- Education: University of Florida, Indian Institute of Technology Bombay
- Known for: Control Theory, Economics, Energy Systems, Electricity Market
- Scientific career
- Workplaces: UC Berkeley
- Doctoral advisor: Pramod Khargonekar
- Doctoral students: Sundeep Rangan;
- Website: www.eecs.berkeley.edu/Faculty/Homepages/poolla.html

= Kameshwar Poolla =

Indian American professor of mechanical engineering

Kameshwar Poolla is the Cadence Design Systems Distinguished Professor, in Department of Electrical Engineering & Computer Sciences, and Department of Mechanical Engineering at University of California, Berkeley. He received his B.Tech. degree from the Indian Institute of Technology, Bombay in 1980 and his Ph.D. from the Center for Mathematical System Theory, University of Florida, Gainesville in 1984.

==Career==
From 1984 to 1991, he was a member of the faculty at the Department of Electrical and Computer Engineering at the University of Illinois Urbana-Champaign. He moved the University of California, Berkeley in 1991, and is currently Professor in the Departments of Mechanical Engineering and Electrical Engineering and Computer Sciences.

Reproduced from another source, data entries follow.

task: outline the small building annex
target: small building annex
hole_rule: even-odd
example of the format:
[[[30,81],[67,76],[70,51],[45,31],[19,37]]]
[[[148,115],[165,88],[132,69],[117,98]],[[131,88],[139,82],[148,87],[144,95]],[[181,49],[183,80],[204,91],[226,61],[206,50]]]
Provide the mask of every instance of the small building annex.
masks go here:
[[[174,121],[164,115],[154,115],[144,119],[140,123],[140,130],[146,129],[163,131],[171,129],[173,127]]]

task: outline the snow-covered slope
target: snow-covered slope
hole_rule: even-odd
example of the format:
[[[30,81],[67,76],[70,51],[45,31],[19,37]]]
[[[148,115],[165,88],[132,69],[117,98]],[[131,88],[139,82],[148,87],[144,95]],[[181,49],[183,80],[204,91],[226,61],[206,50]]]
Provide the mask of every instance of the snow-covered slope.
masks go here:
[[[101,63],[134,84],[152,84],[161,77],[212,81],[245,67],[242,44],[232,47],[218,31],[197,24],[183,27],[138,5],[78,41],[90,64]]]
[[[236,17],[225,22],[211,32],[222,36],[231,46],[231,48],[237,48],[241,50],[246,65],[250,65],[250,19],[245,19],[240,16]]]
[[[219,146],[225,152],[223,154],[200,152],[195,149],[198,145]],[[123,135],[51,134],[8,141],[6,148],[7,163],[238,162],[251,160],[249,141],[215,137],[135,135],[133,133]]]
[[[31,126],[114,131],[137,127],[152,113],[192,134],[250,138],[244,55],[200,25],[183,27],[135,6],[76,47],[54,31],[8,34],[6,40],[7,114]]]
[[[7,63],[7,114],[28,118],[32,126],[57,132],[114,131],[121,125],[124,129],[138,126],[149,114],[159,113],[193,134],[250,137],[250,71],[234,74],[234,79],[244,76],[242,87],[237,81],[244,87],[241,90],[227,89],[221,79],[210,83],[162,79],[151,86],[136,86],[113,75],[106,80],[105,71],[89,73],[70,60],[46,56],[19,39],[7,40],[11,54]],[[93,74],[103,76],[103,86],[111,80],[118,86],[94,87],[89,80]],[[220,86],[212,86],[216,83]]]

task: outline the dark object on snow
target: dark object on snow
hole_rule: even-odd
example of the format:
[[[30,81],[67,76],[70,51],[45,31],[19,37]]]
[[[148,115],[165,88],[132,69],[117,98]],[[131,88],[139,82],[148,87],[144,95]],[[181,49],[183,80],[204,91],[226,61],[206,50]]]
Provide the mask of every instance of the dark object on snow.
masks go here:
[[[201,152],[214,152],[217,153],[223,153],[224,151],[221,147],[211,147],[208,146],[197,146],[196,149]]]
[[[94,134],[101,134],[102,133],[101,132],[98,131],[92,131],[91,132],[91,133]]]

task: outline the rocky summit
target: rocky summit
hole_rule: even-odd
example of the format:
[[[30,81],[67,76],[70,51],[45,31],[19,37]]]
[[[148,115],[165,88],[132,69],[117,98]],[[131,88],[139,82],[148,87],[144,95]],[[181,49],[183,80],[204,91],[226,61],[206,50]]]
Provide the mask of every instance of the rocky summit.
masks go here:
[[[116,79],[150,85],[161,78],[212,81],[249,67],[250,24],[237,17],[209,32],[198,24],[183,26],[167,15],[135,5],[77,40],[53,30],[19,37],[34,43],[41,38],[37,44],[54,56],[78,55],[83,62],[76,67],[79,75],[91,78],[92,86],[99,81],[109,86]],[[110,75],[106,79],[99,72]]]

Poolla's current research interests include many aspects of future energy systems including economics, security, and commercialization.

== Patents ==
Poolla has been awarded 6 patents:
- Data collection and correction methods and apparatus
- Methods of and apparatuses for controlling process profiles
- Sensor geometry correction methods and apparatus
- Methods and apparatus for deriving thermal flux data for processing a workpiece
- Methods and apparatus for equipment matching and characterization
- Methods and apparatus for low distortion parameter measurements

== Awards ==
Poolla was awarded the 1984 Outstanding Dissertation Award by the University of Florida; the 1988 NSF Presidential Young Investigator Award; the 1993 Hugo Schuck Best Paper Prize; the 1994 Donald P. Eckman Award; a 1997 JSPS Fellowship; the 1997 Distinguished Teaching Award from the University of California, Berkeley; and the 2004 and 2007 IEEE Transactions on Semiconductor Manufacturing Best Paper Prizes; and the 2009 IEEE CSS Transition to Practice Award.